Naast eigenaar van het bouwbedrijf was Heilijgers ook directeur-eigenaar van de Amersfoortse Hotel Maatschappij (AHM) en later mede-eigenaar van Regardz Hospitality Group. In die branche leerde hij de huidige directeur van Flint Harold Warmelink kennen. ‘Voor hem was het tijd iets anders te gaan doen. Als je je als mens beter kunt ontwikkelen moet je dat doen. Harold is daar een fantastisch voorbeeld van. Voor mij was hij altijd een heel trouw en loyaal medewerker.’
‘Hier in Flint heeft hij zich door zijn buitengewone karakter warmte en kennis in een voor hem vreemde wereld van cultuur gebracht. Met heel veel plezier heb ik ons contact altijd warm gehouden. Hij heeft zoveel voor ons bedrijf betekend, dat hij altijd bij mij terecht kan.’
Job Heilijgers woont in Soest. Al dertig jaar. Hij gaat veel naar theater in Amsterdam en bekent tot zijn schande dat hij slechts sporadisch in Flint komt. ‘Ik was wel bij het proefeten in Trek.’ Hij houdt van opera en muziek en leidt nog altijd een redelijk druk leven. ‘Bovendien heb ik te maken met de terreur van mijn kleinkinderen.’ En dat zegt de man, die vroeger bij vergaderingen, tot grote verbazing van anderen, wegliep om zijn kinderen van school te halen.

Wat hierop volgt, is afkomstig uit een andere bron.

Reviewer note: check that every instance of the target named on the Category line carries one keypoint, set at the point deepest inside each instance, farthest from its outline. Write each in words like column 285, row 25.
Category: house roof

Hij trok zich terug uit het openbare leven, maar zei toch ja tegen dit interview, zijn laatste. ‘Dat heeft in belangrijke mate met Harold te maken. Ik ben bijna 75 en er is nog zoveel te beleven. Ik wil onzichtbaar in mijn eigen wereld zijn.’
‘Gelukkig ben ik redelijk gezond. En ik ben een gezegend mens. Ik heb met zoveel aardige en geïnspireerde mensen mogen werken. Die gaven mij veel energie, daardoor kon ik ook veel energie geven. Wat wil je nog meer? Ik ben een rijk mens.’